Roma è quella terra decisamente strana, che è la città più grande d’Europa ma allo stesso riesce a regalare dischi così intimisti come questo omonimo di Saera. Lei è una cantautrice di Rebibbia, da quella periferia che Zerocalcare ha raccontato.
Saera
Saera è una cantautrice da cameretta che si muove tra R’n’b e influenze del pop nordico, e che da pochissimo ha pubblicato questo EP di debutto. Un tuffo immersivo in una vita che non ci appartiene, e che la cantautrice ci consente di spiare e di sapere.

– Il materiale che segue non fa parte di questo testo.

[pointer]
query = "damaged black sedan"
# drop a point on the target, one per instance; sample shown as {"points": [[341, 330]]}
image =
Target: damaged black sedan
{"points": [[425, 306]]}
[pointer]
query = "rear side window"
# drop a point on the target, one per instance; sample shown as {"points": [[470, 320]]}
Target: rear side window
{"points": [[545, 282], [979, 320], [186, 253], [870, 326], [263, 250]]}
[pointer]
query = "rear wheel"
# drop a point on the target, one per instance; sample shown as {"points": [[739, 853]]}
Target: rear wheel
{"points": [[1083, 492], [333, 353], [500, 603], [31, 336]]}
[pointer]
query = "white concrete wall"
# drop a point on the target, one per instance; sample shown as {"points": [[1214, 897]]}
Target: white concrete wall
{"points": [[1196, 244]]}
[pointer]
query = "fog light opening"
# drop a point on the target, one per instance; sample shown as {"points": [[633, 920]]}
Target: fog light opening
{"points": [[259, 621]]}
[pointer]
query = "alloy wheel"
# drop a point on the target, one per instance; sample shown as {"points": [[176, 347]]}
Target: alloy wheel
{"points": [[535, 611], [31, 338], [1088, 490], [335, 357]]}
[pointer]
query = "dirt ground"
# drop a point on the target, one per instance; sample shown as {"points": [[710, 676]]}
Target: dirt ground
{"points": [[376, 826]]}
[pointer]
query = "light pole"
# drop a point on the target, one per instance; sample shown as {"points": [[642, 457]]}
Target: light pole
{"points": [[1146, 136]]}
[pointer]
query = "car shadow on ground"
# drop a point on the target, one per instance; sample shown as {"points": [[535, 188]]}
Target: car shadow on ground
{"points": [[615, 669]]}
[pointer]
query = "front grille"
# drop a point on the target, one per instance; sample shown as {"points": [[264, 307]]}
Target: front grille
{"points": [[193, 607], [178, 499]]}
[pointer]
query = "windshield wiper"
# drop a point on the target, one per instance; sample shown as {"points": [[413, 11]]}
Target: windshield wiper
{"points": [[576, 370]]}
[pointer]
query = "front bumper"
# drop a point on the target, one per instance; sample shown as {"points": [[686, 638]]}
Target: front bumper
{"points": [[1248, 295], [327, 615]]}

Quello di Saera è un mondo delicato a tinte pastello, che fa ballare sul parquet di casa coi calzini, che fa sentire bene nonostante sia impossibile non identificarsi in tanta timidezza e tanta dolore che queste cinque tracce contengono. Questo disco comincia a prendere forma nel 2018, e cresce con l’autrice in questi ultimi anni, mangiandosi le crisi e le relazioni tossiche, le quarantene e le domande esistenziali. Un disco che si dice, in fondo a ragione, che suoni spensierato e drammatico allo stesso tempo: un pugno in pancia che fa male come l’ultimo pianto che avete fatto a diciassette anni, e che non può che non portare il nome stesso della cantautrice Saera.
È bellissimo e romantico quando si ritrova tanta sincerità sfacciata in un disco di debutto, come se Saera volesse dirci “Io sono così che vi piaccia o meno, e andrò avanti a fare musica, prendetemi o lasciatemi andare…”. Un disco da ascoltare a luci spente, per tutte le ragazze e i ragazzi interrotti là fuori, che ci fa sembrare Saera come se fosse stata la nostra migliore amica ai tempi del liceo, quella di cui avevamo conosciuto pensieri e confidenze, e che adesso ritroviamo qui, adulta e lontana. Una bella storia, da ascoltare.